By Peggy Roalf   Thursday April 30, 2015

In December 1948, Life magazine sent French photographer Henri Cartier-Bresson, a founding member of Magnum Photos, to China to document the turbulent transition from Kuomintang to Communist rule. 

In the photograph above he captures the pandemonium incited by the currency crash of that month, when the value of paper money plummeted and the Kuomintang decided to distribute forty grams of gold per person.

Thousands waited in line for hours as the police made only a token gesture toward maintaining order, resulting in ten deaths by suffocation. Cartier-Bresson deftly captured the desperation and claustrophobia of the scene by compressing the mass of people within a tight frame as they propelled themselves toward the bank building just beyond the right edge of the picture. 

Above: Shanghai, 1948. Henri Cartier-Bresson (French, 1908–2004). Gelatin silver print. © Henri Cartier-Bresson/Magnum Photos, courtesy the Metropolitan Museum of Art.
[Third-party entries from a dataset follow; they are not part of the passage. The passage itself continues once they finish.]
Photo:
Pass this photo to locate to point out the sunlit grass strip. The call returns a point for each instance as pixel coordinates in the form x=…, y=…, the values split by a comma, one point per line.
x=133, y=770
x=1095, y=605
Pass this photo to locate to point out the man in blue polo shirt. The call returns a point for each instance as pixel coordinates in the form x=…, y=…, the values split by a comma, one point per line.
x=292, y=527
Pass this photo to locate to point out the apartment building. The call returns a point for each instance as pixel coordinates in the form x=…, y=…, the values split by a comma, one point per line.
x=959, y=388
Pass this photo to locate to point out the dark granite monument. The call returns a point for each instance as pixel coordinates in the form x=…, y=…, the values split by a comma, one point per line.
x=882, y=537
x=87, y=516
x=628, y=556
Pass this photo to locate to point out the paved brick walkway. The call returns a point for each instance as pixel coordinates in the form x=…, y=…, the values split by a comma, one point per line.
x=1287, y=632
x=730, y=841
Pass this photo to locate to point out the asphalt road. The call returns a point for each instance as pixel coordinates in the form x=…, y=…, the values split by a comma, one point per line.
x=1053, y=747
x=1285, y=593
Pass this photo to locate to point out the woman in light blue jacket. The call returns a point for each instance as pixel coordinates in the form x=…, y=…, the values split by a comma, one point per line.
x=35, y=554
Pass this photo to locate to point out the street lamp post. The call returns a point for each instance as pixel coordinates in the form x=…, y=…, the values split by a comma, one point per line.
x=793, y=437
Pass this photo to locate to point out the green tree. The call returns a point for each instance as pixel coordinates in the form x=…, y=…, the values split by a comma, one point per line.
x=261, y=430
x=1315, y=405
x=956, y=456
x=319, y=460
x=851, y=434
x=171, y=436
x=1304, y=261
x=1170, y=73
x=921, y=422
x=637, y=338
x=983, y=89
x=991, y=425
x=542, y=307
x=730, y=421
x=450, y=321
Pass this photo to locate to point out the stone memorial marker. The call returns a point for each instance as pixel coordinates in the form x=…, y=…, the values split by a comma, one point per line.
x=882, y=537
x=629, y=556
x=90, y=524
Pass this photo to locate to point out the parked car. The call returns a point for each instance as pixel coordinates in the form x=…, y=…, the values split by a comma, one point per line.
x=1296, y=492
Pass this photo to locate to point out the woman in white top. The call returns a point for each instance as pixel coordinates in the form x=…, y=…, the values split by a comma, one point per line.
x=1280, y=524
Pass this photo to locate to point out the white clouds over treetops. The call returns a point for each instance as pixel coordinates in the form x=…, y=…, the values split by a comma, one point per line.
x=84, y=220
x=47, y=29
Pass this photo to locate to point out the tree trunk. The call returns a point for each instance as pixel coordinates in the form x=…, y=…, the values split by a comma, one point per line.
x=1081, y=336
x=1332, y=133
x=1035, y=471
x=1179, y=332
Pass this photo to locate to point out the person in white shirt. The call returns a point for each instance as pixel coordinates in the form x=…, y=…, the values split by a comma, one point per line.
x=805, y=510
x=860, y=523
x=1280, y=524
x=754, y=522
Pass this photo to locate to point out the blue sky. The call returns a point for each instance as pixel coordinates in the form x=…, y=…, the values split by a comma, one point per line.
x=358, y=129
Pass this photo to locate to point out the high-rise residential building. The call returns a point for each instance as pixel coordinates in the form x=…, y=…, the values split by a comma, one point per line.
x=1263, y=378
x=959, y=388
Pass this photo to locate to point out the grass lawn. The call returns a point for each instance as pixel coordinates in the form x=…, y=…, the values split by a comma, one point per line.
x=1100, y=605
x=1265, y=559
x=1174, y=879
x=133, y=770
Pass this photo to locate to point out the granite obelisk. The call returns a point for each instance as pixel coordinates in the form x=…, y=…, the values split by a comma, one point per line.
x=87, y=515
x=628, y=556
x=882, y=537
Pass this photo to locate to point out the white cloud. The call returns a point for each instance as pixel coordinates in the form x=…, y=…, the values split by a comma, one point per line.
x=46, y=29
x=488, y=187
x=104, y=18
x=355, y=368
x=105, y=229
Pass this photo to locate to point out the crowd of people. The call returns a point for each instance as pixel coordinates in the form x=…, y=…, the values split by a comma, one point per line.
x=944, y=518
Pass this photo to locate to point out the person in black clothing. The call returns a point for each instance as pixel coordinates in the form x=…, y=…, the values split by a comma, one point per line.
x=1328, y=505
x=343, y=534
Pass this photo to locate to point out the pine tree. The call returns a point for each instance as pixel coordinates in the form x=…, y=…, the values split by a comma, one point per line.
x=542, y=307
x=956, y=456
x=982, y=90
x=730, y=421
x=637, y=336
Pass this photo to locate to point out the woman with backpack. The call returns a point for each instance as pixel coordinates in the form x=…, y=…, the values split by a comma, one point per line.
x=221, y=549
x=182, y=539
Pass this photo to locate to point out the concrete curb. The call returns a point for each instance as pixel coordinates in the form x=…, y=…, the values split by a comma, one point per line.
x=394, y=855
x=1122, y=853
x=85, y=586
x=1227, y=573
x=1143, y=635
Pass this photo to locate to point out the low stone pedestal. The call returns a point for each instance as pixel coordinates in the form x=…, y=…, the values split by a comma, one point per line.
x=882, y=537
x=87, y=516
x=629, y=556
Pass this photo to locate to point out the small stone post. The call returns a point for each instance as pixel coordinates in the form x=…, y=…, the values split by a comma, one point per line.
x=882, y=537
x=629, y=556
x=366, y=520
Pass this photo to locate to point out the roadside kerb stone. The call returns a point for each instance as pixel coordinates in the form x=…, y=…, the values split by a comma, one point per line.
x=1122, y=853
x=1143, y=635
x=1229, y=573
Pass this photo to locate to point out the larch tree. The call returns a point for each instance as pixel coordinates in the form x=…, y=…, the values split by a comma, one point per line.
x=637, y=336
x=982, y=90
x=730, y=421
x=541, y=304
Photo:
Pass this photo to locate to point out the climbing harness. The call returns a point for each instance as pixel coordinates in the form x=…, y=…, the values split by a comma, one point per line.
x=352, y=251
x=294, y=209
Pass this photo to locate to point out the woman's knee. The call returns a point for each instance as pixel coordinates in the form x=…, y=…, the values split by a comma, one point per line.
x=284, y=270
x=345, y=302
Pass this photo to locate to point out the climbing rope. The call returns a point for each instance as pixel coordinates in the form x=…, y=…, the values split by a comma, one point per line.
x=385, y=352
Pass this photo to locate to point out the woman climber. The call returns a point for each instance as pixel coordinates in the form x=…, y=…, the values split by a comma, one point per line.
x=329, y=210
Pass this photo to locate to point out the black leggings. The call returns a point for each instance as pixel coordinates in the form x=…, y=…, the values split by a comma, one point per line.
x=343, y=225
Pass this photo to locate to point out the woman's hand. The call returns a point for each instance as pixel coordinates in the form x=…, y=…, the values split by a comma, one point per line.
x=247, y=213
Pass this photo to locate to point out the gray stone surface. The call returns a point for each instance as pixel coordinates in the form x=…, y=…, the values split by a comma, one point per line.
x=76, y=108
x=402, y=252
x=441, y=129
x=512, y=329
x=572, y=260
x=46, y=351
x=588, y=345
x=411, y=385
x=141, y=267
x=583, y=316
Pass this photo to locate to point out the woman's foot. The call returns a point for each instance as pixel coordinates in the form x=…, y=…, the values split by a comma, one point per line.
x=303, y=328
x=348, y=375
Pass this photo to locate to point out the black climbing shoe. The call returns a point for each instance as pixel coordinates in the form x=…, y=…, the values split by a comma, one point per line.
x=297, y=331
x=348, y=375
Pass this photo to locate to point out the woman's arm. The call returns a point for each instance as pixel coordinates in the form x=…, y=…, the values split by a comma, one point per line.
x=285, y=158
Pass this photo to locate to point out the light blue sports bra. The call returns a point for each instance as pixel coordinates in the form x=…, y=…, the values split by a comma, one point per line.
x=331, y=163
Bio.


The importance of archives to artists has never been more evident than in contemporary art practices. Above, a film still from a video by Dutch artist Aernout Mik, currently on view in The Bank Show: Vive le Capital, in Shanghai. Information.

Archive Fever

The title of this regular DART feature is derived from French deconstructionist philosopher Jacques Derrida’s seminal 1964 lecture entitled “The Concept of the Archive.” In this piece, published in English in 1998, Derrida explores Sigmund Freud’s efforts, in the 1890s, to identify the separation—and interaction—between body and mind.

Derrida notes that the impulse to preserve something to be remembered while leaving out something to be forgotten—with contradictory purposes—is found in individual and collective minds, historically and fictionally. This means that authenticity is as much at risk as origin. So history and fiction, it seems, may blur in the minds of those who suffer from what he labeled "archive fever."

With a nod to ICP, which presented the 2008 exhibition Archive Fever: Uses of the Document in Contemporary Art, curated by Okwui Enwezor, the first image in this series [here] was included in that show. 

I located the Cartier-Bresson photograph above through the Metropolitan Museum of Art's Heilbrunn Timeline of Art History, which presents the Met’s collection via a chronological, geographical, and thematic exploration of global art history. Targeted at students and scholars of art history, it is an invaluable reference, research, and teaching tool. Authored by the Met’s experts—predominantly made up of curators but also of conservators, scientists, and educators—the Timeline comprises 300 timelines, 930 essays, close to 7,000 objects, and a robust index, and is regularly updated and enriched to provide new scholarship and insights on the collection.